Keith Sachs, W’67, and his wife, Katherine, CW’69
Once at Penn, the Sachs Visiting Professor will have an array of resources at PennDesign and across campus to draw from and contribute to, including clay, sculpture, and painting studios, multimedia and printmaking labs, and a state-of-the-art motion capture studio for 3D modeling and computer graphics in Penn Engineering. Even Penn’s compact campus—already the subject of study for drawing and photography classes—can serve as a source for artistic inspiration, while facilitating the Sachs Visiting Professor’s collaborations with students and colleagues just a few steps away in the Jaffe History of Art Building, and at the Institute of Contemporary Art (ICA).

“We were happy to support the School of Design in expanding the impact of fine arts through world-class faculty and interdisciplinary collaboration so that students from many fields of study may benefit from exposure to the fine arts,” said Keith Sachs, adding that it is “important to assure that the School of Design can serve as an incubator for fine arts collaboration in the region…”

Coming in the sixth year of the Making History Campaign, the Sachses’ most recent gifts build on and strengthen their previous philanthropy, which includes endowing the Katherine Stein Sachs CW’69 and Keith L. Sachs W’67 Professor of Art History. The Sachs Professor of Art History, Kaja Silverman—who recently received a prestigious Andrew W. Mellon Distinguished Achievement Award for her influential scholarship in visual theory—was no stranger to Penn when she arrived last year. Thanks to the Sachses’ support for In Conversation at the ICA, Professor Silverman participated in a series of events that brought the Philadelphia community, curators, and artist into deeper dialog with faculty about ICA exhibits and the theories of visual studies.

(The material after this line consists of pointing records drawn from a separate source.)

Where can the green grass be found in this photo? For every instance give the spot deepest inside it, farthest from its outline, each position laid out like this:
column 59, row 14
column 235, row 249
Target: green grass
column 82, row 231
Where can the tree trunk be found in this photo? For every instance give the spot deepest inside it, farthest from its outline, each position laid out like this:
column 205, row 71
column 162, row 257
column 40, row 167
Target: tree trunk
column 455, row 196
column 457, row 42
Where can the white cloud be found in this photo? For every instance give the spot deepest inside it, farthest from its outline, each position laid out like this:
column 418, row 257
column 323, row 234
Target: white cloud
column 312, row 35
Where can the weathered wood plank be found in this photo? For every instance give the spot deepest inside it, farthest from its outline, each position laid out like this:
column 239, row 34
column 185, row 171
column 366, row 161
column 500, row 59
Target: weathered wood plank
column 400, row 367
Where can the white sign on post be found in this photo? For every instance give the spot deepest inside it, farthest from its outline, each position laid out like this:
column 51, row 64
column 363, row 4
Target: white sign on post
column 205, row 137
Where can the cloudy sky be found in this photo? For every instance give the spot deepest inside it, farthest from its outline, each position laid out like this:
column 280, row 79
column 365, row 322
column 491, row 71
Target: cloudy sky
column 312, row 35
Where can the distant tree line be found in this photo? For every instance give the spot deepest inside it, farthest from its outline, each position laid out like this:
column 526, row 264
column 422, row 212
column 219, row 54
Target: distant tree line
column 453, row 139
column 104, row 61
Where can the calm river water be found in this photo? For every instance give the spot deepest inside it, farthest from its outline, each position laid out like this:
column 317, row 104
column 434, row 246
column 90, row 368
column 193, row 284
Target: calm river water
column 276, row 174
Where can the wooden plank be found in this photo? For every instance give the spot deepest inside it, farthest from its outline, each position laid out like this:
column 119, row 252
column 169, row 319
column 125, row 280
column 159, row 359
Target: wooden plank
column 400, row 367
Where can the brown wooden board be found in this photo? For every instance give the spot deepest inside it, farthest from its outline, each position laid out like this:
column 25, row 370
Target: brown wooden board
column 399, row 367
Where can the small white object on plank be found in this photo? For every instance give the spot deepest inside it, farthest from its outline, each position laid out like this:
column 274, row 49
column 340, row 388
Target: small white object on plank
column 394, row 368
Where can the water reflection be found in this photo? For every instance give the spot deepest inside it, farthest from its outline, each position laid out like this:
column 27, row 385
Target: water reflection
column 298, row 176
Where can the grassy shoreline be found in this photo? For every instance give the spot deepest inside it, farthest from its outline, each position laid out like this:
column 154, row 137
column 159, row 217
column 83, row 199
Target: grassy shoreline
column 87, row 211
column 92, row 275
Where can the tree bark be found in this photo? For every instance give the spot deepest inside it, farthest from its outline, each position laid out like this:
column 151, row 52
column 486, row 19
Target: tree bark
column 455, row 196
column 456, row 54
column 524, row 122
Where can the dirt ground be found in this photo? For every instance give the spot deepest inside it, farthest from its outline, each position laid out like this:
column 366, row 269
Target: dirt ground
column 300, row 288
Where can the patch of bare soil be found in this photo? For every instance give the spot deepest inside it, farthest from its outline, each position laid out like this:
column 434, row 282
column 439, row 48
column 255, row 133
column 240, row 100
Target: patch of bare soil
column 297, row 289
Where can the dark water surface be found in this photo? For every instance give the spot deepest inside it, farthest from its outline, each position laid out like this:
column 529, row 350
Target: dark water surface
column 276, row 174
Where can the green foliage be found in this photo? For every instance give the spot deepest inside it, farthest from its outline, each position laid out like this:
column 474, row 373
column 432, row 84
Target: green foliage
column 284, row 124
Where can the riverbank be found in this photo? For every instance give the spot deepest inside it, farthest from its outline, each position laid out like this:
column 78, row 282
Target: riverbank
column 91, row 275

And their sponsorship of Animate Art! and the Sachs Guest Curator Program enable the ICA’s mission to explore, analyze, and define contemporary art in its broadest sense, and to grow an engaged community of art lovers.

> more perspectives on this gift in the
Daily Pennsylvanian student newspaper

The Sachses’ gifts also resonate with existing Penn programs in the arts, such as: the Spiegel Freshman Seminar, which is currently engaging first year undergrads in an examination of Pop Art icon, Andy Warhol, whose first US exhibit—at the ICA in 1965—was quite the scene; the Howard A. Silverstein and Patricia Bleznak Silverstein Studios Abroad, which this year focused students’ lenses on subjects in Mumbai for a photography workshop and exhibit, Populus Flows; and the Halpern-Rogath Curatorial Seminars, which most recently brought students deeper into the riches at the Penn Museum to curate an exhibit on Archaeologists and Travelers in Ottoman Lands, and brought Art History faculty, Renata Holod and Robert Ousterhout to the Pera Museum in Instanbul for a related symposium.

The Sachs Visiting Professor in Fine Arts and the Sachs Fine Arts Program Fund will enhance and more fully integrate the arts into everday life at Penn, enhancing undergraduate and graduate Fine Arts programs and engaging the broader audiences in Penn’s interconnected arts resources.

Critical to awakening aesthetic sensibilities and enhancing artistic expression, support for faculty and programs are key priorities of Design Matters: the Campaign for PennDesign and for the Making History Campaign.